TIMEP is gravely concerned about the referral of Mr. Hossam Bahgat, Executive Director of the Egyptian Initiative of Personal Rights (EIPR), to trial. He faces charges of insulting a state body, spreading false rumors stating that the electoral results were rigged, and using social media to commit crimes—charges in response to a 2020 tweet critical of the National Elections Authority head amid serious reports of electoral fraud. Mr. Bahgat’s trial is set to begin on September 7, 2021.

These charges are emblematic of the politicization of the judicial apparatus to enforce an escalating crackdown on human rights defenders and civil society, which are pillars of transparency, rule of law, and good governance. Furthermore, this step occurs as part of a sustained campaign in which the Egyptian government has sought to curb and control the free flow of information and knowledge, jailing researchers, academics, and scholars, many of whom study, work, and are affiliated with prominent institutions around the globe. 

This is not the first time that members of EIPR have come under attack by Egyptian authorities. In November 2020, three members of the organization were arrested; though they were ultimately released following a global campaign of solidarity and condemnation, their assets were frozen. In February 2020, academic and EIPR researcher Patrick George Zaki was arrested in a separate case when returning home to visit his family; he remains in pretrial detention today.

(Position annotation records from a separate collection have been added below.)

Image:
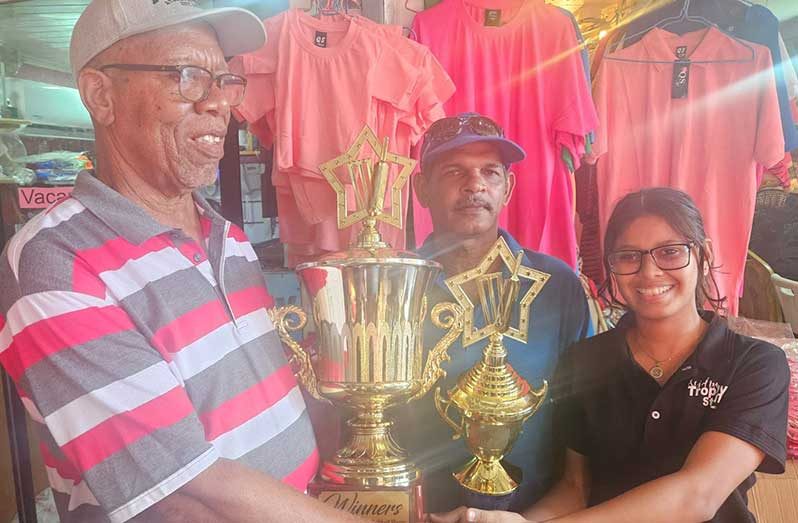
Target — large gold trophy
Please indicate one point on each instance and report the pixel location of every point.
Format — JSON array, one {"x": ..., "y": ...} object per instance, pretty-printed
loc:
[
  {"x": 368, "y": 306},
  {"x": 492, "y": 400}
]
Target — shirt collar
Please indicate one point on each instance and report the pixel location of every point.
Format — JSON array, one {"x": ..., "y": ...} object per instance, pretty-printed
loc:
[
  {"x": 431, "y": 250},
  {"x": 124, "y": 217},
  {"x": 713, "y": 348},
  {"x": 714, "y": 45}
]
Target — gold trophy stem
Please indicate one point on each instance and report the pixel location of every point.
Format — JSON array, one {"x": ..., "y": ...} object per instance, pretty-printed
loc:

Mr. Bahgat has himself been the subject of legal action for his human rights work and journalism on two earlier occasions. He was previously charged with a military misdemeanor over an investigation he published about a military court case, and he is a defendant in the notable Foreign Funding Case (Case No. 173/2011); both cases remain open to date. Mr. Bahgat has been under travel ban for the last five years, and his assets have been frozen “pending investigations.”